Puede que esta historia de amor que os voy a contar no sea la más bonita del mundo, ni la más romántica, pero es la mía y para mí, la mejor de todas.

Uno nunca sabe dónde puede encontrar a su media naranja o si la va a encontrar. Algunos hallan el amor en la playa, en el trabajo, en un gimnasio… yo lo encontré en mi casa y no porque lo invitase a entrar, muy al contrario, se metió en mi vida a la fuerza, avasallando.

Pero no fue todo un camino de rosas. Dicen que algunas mujeres son muy difíciles de entender, pero ¿Y los hombres? ¿Quién los comprende a ellos?

En fin, voy a relataros como conocí a Daniel y me robó el corazón.

10 de agosto. 7:30 de la mañana.

El Grupo Especial de Operaciones, conocido habitualmente como el GEO, es una unidad del Cuerpo Nacional de Policía de España experto en procedimientos de alto riesgo.

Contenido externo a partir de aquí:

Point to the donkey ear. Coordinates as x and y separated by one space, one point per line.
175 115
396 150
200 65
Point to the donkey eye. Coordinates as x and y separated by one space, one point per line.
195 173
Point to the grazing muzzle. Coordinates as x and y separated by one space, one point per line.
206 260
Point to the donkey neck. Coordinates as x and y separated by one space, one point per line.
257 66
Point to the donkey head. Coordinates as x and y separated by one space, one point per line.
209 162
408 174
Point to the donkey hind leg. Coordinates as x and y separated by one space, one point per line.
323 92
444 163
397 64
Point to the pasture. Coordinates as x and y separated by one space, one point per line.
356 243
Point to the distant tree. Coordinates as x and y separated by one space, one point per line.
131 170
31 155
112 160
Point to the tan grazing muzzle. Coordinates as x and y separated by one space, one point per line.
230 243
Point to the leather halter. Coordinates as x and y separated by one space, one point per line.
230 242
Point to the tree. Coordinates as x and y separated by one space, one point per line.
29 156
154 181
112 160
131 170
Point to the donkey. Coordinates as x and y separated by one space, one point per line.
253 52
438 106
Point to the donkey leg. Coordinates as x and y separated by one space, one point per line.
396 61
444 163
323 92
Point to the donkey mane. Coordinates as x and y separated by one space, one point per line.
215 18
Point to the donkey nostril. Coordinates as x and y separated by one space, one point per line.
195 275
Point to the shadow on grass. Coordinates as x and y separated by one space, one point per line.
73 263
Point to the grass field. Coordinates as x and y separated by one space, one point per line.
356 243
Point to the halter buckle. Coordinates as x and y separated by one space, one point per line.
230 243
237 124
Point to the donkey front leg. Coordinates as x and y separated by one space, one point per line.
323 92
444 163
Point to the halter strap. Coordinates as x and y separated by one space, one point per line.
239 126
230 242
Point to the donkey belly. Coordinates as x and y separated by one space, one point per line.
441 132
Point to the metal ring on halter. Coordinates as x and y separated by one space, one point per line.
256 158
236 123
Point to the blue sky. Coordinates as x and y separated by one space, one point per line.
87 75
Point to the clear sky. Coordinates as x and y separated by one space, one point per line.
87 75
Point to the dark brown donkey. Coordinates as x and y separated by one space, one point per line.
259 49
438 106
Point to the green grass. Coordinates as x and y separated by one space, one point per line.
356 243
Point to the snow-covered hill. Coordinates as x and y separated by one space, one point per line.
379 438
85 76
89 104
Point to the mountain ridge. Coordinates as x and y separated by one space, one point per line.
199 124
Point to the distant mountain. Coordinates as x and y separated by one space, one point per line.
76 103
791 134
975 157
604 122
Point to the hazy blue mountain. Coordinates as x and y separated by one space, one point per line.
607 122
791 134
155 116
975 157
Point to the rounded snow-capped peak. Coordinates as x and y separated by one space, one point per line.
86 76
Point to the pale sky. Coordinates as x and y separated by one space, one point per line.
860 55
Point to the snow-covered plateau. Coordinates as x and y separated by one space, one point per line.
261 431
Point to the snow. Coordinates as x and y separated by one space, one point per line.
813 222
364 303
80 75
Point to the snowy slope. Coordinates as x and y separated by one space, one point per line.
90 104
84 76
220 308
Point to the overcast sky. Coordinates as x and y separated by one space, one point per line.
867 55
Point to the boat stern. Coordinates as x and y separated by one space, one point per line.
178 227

El GEO ha demostrado a lo largo de sus intervenciones la alta preparación y cualificación que poseen sus miembros, estando entre los mejores de Europa.

Daniel González, jefe de la 10ª, encargado de ejecutar misiones específicas, esperó que le ratificasen que ya habían cortado la corriente del edificio que iban a asaltar. Una vez confirmado, encabezó su grupo. Todos iban armados hasta los dientes con fusiles de asalto. Algunos portaban escudos y dos transportaban el ariete hasta el portal designado.

Un vecino que en ese mismo momento iba abrir su bar para comenzar a servir los pocos desayunos que se hacían en agosto, observó al grupo de policías que se había colocado contra la pared, cerca de los telefonillos.

—¿Ha pasado algo? —les preguntó curioso.

Daniel se paró a su lado.

—¿Este es su bar?

—Sí.

—Pues métase dentro, por favor.

—Han debido cortar la luz porque el cierre es eléctrico y no puedo abrir.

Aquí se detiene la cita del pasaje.